NaplesBees Apiary and Honey…….Backyard BeeKeeping in Naples, Florida, USA
Hive Inspections and Harvests
Over the years, the NaplesBees apiary has grown. Our corresponding annual honey harvests have grown from just a few pounds to hundreds of pounds. Below are highlights of the many changes over the years.
4/14/2021 Another oil pan refresh A change of the vegetable oil in the bottom board was done on all 21 hives. Also the need for more supers on the hives were checked and a few were added. Some of the hives are getting close to the 80% build mark on the top super, but I held off adding another and will check again in a couple weeks.

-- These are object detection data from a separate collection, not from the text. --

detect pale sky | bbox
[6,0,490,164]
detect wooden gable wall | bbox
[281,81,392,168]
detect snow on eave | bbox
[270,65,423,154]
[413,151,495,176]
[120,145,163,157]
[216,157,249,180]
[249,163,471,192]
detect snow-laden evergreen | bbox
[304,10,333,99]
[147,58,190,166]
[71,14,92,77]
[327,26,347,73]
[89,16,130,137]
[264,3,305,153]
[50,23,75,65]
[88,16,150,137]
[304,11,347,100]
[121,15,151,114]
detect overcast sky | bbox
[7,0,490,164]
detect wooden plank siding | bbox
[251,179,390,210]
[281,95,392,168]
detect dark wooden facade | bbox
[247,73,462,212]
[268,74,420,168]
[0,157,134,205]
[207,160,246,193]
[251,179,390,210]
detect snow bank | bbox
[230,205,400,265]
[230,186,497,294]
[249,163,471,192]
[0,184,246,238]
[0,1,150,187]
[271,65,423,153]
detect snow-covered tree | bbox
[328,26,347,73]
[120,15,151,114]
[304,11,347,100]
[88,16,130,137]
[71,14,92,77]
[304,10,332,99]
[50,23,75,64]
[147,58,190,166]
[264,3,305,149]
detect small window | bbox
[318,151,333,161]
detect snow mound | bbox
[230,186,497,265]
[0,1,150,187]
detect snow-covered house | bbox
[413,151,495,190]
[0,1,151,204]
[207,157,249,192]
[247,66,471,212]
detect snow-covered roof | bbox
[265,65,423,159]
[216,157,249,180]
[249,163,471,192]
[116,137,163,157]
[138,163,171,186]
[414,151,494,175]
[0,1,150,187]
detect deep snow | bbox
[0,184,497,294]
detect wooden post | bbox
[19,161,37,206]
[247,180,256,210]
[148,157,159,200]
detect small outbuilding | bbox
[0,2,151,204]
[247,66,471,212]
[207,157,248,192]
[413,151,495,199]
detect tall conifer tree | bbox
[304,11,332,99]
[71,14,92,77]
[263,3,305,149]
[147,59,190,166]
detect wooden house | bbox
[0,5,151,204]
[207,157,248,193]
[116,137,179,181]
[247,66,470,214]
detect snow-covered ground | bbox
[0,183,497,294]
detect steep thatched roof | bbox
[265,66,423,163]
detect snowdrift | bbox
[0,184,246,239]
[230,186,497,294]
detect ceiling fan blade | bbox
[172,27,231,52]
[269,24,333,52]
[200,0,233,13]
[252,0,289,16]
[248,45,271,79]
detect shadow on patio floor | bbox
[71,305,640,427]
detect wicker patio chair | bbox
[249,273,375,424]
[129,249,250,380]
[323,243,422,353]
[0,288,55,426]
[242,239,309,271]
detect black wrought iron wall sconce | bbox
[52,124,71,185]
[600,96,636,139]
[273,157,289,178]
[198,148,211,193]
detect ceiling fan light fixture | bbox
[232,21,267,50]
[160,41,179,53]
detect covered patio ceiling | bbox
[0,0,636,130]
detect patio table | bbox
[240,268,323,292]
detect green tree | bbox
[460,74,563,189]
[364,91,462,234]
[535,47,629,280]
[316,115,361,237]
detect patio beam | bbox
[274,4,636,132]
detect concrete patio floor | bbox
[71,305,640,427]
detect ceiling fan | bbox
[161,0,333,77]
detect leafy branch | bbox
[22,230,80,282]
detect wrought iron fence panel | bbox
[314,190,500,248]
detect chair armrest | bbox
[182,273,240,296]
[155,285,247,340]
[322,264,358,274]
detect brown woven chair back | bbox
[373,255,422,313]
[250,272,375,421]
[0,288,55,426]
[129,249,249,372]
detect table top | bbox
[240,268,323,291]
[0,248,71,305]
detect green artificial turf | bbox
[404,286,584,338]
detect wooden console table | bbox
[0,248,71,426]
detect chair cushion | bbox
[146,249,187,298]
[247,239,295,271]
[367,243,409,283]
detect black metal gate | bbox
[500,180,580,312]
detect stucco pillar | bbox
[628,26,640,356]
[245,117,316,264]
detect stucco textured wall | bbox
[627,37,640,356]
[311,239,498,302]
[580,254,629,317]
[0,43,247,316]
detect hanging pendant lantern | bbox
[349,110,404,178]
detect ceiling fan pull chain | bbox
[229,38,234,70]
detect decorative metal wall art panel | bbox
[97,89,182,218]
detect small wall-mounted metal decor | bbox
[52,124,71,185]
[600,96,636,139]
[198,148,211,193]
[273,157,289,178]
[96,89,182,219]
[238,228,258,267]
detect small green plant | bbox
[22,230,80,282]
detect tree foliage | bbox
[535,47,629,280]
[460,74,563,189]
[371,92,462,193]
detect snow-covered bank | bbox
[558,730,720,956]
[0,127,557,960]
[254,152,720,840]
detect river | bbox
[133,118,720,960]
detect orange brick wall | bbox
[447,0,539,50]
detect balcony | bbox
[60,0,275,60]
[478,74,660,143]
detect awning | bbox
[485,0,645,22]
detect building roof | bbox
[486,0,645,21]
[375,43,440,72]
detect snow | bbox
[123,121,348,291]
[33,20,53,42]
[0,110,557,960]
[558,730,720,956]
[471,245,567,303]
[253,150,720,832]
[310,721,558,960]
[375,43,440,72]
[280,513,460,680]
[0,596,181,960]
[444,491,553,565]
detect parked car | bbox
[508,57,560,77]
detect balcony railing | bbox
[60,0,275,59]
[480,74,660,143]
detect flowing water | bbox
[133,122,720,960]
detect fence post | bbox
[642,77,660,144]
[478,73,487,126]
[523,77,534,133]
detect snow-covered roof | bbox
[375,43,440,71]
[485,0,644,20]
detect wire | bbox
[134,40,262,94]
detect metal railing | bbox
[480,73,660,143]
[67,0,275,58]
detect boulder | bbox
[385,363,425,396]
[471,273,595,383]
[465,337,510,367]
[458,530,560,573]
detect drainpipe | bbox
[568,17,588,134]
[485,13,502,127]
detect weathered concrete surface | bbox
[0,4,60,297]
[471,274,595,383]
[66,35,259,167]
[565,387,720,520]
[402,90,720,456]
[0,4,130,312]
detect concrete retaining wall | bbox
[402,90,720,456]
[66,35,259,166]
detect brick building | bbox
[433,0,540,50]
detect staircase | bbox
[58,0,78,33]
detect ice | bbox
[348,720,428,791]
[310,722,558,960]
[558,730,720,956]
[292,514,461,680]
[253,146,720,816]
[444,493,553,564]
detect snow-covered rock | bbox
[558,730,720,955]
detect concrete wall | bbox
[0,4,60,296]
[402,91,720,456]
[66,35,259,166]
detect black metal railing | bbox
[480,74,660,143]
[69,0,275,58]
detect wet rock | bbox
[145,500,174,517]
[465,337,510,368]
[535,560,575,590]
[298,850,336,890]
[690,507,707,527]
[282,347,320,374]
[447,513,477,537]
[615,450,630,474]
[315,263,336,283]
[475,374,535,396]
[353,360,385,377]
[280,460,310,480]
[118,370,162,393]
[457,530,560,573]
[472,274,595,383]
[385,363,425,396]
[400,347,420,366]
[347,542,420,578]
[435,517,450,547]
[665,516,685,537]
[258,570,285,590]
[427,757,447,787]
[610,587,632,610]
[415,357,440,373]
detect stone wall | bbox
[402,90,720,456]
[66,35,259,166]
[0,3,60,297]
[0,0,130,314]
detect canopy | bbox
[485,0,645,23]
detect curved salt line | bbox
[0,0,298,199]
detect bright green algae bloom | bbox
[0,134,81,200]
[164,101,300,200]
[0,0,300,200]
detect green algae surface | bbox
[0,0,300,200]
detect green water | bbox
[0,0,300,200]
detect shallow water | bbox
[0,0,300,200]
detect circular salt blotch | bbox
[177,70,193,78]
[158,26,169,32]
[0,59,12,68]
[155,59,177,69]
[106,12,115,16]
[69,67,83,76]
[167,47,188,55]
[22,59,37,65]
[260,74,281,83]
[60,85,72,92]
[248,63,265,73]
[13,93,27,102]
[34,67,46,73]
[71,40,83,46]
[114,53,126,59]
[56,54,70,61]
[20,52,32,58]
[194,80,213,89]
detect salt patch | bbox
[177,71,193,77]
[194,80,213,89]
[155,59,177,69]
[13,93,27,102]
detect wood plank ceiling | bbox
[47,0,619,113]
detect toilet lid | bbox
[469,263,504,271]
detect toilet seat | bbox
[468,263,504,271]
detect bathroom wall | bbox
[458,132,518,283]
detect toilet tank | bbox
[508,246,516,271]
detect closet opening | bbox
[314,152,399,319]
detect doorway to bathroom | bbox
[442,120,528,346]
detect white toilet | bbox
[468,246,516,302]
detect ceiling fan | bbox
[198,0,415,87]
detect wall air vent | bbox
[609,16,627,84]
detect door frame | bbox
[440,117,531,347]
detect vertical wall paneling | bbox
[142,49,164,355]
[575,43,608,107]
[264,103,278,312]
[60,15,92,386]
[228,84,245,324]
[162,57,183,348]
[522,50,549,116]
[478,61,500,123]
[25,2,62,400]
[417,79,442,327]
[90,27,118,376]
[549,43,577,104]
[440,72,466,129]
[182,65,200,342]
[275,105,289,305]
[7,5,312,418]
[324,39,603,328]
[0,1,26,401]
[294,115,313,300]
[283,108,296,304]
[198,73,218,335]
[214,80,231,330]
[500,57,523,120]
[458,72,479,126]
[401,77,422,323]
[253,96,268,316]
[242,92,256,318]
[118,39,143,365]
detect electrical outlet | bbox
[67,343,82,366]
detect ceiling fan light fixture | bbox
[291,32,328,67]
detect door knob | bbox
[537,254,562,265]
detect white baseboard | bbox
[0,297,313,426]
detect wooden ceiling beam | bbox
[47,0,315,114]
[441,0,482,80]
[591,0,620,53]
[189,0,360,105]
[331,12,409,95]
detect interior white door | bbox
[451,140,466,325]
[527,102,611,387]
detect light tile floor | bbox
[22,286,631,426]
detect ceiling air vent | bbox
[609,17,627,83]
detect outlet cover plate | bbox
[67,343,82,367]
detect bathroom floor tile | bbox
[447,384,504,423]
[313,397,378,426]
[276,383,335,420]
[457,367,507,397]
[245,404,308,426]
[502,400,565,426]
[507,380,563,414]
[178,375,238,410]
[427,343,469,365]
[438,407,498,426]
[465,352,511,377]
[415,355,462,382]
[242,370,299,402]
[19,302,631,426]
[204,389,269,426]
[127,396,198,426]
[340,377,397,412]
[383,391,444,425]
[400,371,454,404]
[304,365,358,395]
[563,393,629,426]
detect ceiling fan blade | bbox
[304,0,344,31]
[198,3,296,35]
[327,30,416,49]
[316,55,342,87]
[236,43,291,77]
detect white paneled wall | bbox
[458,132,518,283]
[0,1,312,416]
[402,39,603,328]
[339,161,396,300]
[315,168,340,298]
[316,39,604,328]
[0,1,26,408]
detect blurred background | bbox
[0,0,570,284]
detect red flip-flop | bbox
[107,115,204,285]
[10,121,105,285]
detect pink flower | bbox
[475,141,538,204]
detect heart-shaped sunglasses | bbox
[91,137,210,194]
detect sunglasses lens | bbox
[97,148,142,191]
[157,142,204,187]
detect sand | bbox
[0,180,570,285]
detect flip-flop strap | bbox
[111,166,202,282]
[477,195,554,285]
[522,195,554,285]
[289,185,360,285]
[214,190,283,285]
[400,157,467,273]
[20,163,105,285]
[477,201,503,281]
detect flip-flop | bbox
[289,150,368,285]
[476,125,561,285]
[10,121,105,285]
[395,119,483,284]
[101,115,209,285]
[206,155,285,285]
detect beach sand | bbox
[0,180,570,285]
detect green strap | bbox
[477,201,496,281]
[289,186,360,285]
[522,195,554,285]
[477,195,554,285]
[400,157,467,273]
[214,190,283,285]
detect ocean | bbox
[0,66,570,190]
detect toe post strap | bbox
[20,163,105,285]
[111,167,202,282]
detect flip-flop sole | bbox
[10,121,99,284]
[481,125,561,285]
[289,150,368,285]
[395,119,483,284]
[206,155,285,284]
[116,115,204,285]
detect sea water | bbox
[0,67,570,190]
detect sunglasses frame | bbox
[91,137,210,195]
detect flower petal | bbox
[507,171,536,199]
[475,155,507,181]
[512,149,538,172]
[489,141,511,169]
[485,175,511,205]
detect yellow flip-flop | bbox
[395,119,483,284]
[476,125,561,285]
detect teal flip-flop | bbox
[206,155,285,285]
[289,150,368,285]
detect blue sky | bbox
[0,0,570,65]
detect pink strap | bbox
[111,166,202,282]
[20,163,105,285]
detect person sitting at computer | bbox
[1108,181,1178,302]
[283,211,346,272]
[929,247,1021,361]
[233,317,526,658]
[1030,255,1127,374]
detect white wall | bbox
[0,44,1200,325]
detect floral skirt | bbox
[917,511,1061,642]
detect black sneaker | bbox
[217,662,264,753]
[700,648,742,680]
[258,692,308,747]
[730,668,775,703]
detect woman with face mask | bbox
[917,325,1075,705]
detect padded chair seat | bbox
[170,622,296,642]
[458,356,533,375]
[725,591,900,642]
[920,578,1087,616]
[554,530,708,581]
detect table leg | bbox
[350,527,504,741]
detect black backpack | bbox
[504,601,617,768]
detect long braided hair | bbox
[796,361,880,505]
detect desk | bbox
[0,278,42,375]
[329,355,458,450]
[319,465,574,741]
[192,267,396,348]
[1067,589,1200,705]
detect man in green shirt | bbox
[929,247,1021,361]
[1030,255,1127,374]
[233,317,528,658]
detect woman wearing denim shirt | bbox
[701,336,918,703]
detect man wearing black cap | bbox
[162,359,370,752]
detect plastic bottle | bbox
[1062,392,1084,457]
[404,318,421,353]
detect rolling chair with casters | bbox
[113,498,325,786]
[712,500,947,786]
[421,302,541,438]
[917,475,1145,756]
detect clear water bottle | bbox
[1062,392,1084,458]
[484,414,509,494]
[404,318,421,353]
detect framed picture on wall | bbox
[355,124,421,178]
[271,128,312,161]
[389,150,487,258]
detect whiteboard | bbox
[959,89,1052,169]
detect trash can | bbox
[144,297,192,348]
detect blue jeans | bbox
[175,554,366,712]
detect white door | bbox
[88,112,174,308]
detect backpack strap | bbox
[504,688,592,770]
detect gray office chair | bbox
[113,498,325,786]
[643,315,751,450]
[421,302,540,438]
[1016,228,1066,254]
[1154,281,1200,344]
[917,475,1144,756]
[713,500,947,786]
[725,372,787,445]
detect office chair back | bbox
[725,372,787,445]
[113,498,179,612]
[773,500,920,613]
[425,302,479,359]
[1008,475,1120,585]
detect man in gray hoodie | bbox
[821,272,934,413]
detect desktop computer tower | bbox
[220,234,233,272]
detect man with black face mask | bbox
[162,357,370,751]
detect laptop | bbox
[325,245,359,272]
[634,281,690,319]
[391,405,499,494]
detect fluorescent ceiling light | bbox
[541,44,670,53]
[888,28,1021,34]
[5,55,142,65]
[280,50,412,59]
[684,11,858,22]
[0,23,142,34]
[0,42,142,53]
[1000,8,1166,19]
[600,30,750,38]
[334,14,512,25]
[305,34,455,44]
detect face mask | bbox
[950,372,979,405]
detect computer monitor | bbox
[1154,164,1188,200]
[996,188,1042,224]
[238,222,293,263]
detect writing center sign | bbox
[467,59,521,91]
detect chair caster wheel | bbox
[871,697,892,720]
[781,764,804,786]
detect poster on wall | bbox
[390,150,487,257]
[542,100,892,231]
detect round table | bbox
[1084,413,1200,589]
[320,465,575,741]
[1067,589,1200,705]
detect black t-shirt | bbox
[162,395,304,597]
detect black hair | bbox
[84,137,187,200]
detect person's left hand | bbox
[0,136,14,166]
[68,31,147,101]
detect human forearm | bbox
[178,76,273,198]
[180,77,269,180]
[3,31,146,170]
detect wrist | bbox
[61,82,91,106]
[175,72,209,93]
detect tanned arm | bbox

2/9/2021 Another oil pan refresh Another change of the vegetable oil in the bottom board was done on all hives. The oil helps trap hive related pests, but eventually the oil is soaked up by hive debris and the pan needs cleaning and fresh oil.
1/16, 1/22. 1/29/2021 Varroa mite treatments A 3 week oxalic acid vaporization varroa mite treatment of the brood boxes on all hives was started and continued weekly for 3 weeks. All supers were removed during the treatments.
11/22/2020 Another oil pan refresh Another change of the vegetable oil in the bottom board was done on all hives. The oil helps trap hive related pests, but eventually the oil is soaked up by hive debris and the pan needs cleaning and fresh oil.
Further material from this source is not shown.